Reporting of exercise descriptors and variables in resistance training interventions for lower limb tendinopathy: Protocol for a scoping review applying the Consensus on Exercise Reporting Template and Toigo and Boutellier Framework
Specialist Musculoskeletal Physiotherapist, MSK Service, Fraserburgh Physiotherapy Department, Fraserburgh Hospital, NHS Grampian, Aberdeen.
Received Date: 11/12/2021; Published Date: 10/01/2022.

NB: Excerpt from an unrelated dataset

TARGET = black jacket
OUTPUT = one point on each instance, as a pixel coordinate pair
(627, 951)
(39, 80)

*Corresponding author: Ian Burton, Specialist Musculoskeletal Physiotherapist, MSK Service, Fraserburgh Physiotherapy Department, Fraserburgh Hospital, NHS Grampian, Aberdeen.
Introduction: Musculoskeletal disorders have a significant global burden, with tendinopathies of the lower limb having a high prevalence. Although the use of resistance training interventions as treatment for tendinopathies has become widespread, the reporting and description of these interventions is often poor, preventing translation to clinical practice. Specific exercise description and intervention variables must be reported in order to translate research findings into clinical practice. This scoping review aims to summarise reporting of current resistance training interventions as assessed by the Consensus on Exercise Reporting Template and Toigo and Boutellier Framework.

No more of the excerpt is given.